Die Caritas sieht als kirchliche Hilfsorganisation ihren Auftrag auf all diesen vier Ebenen. „Sie ist damit Teil einer Gesellschaft, die in den letzten Jahren unruhiger und in manchem auch herausfordernder geworden ist“, nimmt Caritasdirektor Walter Schmolly Bezug auf die jüngsten Entwicklungen. „Es braucht speziell dann eine starke soziale Stimme, wenn plötzlich nicht mehr klar ist, dass in unserem Wohlstandsland keiner – und schon gar kein Kind – zurückgelassen werden darf. Oder wenn die falsche Annahme, dass es der Markt für alle richtet, blind macht dafür, dass nicht jeder seines Glückes Schmid ist, solange er nur leistungswillig ist.
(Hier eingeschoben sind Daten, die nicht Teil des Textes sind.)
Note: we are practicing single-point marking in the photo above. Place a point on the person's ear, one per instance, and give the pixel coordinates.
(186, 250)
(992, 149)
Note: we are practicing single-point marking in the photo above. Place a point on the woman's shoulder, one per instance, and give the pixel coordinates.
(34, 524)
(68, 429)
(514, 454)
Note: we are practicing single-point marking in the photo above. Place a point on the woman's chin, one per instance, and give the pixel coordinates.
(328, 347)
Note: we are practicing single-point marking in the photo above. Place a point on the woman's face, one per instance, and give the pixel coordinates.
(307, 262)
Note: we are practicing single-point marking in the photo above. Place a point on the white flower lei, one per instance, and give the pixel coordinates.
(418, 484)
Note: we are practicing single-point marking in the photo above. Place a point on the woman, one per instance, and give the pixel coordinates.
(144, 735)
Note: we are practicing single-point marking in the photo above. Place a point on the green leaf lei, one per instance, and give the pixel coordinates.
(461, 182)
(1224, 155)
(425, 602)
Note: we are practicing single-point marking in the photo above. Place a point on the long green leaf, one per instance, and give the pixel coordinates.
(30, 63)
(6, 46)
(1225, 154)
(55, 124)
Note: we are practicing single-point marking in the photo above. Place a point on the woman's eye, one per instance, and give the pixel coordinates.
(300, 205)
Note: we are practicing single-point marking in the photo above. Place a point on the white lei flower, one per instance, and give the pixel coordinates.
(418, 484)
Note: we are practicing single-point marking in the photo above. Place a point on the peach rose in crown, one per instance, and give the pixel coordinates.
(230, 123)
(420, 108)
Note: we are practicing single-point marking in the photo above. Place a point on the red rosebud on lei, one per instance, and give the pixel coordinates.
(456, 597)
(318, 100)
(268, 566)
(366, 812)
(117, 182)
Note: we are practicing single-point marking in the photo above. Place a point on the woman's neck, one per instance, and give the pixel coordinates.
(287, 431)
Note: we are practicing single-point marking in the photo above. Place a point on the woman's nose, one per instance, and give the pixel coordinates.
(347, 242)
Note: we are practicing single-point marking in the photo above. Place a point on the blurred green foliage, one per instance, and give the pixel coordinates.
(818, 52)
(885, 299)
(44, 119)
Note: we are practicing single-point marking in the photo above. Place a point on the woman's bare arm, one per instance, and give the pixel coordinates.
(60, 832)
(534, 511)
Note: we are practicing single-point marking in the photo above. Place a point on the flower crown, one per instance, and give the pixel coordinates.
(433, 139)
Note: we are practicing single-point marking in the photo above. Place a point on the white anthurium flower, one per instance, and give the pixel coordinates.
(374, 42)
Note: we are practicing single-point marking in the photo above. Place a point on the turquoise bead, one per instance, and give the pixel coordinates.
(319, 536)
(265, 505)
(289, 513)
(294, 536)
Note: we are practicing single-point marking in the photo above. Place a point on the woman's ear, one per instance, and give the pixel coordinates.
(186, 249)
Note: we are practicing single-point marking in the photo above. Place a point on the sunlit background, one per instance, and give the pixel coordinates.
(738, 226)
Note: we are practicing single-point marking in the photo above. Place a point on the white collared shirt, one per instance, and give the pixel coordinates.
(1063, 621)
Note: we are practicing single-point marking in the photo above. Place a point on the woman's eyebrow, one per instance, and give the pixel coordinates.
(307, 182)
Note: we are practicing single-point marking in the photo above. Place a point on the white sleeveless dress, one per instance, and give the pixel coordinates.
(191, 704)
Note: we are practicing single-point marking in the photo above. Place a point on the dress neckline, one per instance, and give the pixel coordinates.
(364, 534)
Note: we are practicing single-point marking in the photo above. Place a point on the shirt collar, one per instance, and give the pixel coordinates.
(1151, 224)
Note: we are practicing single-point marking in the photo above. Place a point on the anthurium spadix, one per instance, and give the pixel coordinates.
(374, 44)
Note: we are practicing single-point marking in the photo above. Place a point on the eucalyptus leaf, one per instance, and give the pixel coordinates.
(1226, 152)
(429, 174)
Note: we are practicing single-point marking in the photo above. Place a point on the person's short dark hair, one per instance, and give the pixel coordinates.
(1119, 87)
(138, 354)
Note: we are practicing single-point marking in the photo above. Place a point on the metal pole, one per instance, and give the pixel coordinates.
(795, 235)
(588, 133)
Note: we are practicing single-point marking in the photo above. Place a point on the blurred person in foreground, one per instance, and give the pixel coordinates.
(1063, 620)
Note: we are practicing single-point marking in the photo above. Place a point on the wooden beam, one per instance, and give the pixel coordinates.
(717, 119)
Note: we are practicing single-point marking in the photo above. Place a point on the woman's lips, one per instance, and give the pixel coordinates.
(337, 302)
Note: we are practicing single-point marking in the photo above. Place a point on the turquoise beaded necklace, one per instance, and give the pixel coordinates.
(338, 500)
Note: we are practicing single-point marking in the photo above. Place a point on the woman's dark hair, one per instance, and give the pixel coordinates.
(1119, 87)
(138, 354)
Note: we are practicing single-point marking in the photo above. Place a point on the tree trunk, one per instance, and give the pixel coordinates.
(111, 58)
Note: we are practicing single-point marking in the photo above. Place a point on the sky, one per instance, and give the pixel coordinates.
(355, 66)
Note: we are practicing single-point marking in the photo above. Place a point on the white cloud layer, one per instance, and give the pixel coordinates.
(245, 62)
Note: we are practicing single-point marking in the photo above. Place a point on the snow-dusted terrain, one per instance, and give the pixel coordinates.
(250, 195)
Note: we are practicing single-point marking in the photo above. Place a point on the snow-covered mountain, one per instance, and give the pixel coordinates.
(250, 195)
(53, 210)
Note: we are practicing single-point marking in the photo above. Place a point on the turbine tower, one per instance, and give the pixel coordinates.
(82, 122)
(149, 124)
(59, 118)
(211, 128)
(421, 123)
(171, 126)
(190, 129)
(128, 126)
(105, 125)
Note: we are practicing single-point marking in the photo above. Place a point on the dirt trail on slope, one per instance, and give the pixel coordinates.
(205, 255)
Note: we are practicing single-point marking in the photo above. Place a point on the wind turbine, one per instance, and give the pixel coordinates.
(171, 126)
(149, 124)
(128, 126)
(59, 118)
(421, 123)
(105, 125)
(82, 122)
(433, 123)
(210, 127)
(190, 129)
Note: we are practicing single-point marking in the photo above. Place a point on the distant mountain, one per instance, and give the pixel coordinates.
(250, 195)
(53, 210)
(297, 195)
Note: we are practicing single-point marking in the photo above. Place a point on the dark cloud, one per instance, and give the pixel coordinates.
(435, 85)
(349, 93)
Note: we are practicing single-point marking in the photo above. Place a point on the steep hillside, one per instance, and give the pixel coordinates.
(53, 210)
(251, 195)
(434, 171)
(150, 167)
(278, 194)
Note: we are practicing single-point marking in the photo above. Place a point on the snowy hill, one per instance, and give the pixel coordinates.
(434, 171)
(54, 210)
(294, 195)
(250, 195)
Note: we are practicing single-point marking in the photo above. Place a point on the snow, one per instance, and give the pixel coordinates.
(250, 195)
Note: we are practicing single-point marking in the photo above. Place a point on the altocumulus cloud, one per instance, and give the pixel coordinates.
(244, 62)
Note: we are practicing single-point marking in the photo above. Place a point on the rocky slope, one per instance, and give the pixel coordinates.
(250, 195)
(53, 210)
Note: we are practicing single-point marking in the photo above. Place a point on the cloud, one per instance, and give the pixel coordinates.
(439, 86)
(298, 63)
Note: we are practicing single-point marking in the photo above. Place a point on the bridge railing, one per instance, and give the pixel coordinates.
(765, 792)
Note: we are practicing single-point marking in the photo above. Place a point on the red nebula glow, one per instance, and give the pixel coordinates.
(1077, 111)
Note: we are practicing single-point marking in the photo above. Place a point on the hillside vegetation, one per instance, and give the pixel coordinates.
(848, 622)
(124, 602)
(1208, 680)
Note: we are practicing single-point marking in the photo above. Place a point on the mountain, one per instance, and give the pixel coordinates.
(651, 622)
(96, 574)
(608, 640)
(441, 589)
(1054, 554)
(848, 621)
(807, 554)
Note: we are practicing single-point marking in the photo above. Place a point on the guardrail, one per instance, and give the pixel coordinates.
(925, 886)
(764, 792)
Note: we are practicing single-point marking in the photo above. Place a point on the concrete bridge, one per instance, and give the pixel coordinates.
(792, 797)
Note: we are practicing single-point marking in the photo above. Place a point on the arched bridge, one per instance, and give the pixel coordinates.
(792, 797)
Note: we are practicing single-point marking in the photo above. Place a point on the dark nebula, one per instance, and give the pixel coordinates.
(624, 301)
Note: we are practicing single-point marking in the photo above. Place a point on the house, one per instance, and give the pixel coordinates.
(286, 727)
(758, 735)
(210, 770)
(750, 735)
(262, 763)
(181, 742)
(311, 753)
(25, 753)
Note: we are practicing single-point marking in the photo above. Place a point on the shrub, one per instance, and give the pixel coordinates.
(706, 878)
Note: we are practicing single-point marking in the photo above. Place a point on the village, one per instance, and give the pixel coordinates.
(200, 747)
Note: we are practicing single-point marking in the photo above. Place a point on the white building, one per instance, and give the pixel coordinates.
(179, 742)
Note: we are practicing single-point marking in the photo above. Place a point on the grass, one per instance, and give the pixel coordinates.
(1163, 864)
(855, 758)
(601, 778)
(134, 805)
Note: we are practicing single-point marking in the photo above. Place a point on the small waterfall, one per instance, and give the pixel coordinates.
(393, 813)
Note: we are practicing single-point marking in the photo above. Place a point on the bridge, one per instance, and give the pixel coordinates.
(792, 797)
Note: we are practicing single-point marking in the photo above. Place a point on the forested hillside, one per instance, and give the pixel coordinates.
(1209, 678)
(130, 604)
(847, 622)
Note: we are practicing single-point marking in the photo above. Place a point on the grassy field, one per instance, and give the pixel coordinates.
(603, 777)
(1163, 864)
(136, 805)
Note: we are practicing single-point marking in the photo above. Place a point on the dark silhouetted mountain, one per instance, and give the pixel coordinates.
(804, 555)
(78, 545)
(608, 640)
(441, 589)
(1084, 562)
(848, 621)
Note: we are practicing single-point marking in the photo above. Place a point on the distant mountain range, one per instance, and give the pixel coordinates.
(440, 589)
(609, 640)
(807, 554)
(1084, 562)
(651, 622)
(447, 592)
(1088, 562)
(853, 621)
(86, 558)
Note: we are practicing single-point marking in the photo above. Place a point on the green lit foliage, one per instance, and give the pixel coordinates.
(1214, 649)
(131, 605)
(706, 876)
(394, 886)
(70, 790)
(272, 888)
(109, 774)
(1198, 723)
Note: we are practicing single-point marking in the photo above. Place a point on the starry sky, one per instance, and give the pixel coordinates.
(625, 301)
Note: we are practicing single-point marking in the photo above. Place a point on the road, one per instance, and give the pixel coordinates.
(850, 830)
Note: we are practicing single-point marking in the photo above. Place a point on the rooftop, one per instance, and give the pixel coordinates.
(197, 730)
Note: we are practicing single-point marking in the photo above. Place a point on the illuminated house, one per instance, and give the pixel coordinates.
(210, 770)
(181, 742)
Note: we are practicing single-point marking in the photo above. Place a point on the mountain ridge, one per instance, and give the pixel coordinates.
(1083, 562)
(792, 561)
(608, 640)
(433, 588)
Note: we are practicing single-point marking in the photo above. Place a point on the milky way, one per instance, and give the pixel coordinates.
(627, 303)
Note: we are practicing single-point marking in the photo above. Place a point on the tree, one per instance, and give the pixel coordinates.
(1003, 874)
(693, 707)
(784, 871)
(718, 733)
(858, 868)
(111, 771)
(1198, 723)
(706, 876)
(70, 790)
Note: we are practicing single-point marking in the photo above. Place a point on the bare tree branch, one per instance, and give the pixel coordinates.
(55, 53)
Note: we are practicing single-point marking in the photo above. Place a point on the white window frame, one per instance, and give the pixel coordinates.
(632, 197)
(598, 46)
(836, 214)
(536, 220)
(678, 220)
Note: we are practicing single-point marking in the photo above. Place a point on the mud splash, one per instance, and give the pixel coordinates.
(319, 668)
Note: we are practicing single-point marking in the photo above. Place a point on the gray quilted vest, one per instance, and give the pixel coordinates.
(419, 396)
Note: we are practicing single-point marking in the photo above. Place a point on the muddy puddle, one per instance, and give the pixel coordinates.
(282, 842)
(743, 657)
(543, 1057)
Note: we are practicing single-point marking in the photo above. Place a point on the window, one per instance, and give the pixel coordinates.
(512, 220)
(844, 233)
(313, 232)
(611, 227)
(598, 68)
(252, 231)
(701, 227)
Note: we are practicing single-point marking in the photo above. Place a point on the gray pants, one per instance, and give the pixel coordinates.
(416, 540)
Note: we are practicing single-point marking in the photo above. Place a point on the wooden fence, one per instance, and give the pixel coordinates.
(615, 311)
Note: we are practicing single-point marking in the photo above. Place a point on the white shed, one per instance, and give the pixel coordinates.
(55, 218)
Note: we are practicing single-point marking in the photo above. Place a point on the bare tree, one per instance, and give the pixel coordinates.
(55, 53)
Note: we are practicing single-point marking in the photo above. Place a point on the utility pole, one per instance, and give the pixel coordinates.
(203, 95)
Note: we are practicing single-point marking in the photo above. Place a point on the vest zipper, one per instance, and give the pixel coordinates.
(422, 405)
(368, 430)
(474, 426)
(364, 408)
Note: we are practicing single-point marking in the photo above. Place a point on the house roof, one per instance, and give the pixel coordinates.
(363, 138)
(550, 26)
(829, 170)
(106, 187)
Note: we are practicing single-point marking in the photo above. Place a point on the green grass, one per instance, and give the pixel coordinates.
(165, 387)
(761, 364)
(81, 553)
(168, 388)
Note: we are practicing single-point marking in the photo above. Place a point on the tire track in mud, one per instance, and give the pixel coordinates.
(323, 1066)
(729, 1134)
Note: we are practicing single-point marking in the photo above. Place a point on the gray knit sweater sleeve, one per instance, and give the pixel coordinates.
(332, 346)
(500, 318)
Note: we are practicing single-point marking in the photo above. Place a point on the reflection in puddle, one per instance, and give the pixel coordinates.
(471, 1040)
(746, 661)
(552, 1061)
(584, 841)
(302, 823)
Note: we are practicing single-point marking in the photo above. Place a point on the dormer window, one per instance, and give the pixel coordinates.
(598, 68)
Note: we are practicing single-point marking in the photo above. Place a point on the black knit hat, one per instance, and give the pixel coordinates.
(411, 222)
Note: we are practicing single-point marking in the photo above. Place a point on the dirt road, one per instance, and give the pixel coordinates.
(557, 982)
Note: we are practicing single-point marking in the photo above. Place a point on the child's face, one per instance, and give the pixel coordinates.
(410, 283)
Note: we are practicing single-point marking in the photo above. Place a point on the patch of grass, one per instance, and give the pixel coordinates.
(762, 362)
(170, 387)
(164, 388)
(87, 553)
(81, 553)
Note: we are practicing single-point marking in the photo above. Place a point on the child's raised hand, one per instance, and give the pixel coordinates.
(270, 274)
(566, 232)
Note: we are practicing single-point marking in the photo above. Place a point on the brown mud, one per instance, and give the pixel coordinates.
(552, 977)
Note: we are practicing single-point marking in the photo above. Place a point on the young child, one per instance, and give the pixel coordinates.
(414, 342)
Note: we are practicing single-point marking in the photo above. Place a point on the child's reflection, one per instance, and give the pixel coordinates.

Oder wenn mit dem Grundwert des gesellschaftlichen Zusammenhaltes gespielt und soziales Engagement schlecht geredet werden“, so Direktor Walter Schmolly.

Werteverschiebung durch Neuregelung der Mindestsicherung

Die geplante österreichweite Neuregelung der Mindestsicherung durchlöchere einen der fundamentalsten Grundwerte – nämlich, dass in unserem Wohlstandsland kein Mensch in Armut soll leben müssen und dadurch von der Teilhabe am gesellschaftlichen Leben ausgeschlossen wird. „Das kommt auch darin zum Ausdruck, dass die Mindestsicherungsbezüge nun plötzlich mit der Frage verknüpft werden, ob jemand in dieses System schon einbezahlt hat. Das pervertiert die bisherige Mindestsicherung in ihrem Ansatz, denn diese war ja gerade die Unterstützung für jene Menschen, die keinen Anspruch auf irgendwelche Versicherungsleistungen haben, die sich durch Einzahlungen ins System erworben haben“, so der Caritasdirektor. Das budgetäre Argument sei insofern zu relativieren, als „die Gesamtkosten für die Mindestsicherung in Österreich deutlich unter 0,9 Prozent des Sozialbudgets liegen“. Erwähnt sei auch, dass am Ende des Tages aber trotzdem jemand für die Kürzungen wird einspringen müssen. Es wird sicher die Gemeinden treffen und auch die Sozialeinrichtungen.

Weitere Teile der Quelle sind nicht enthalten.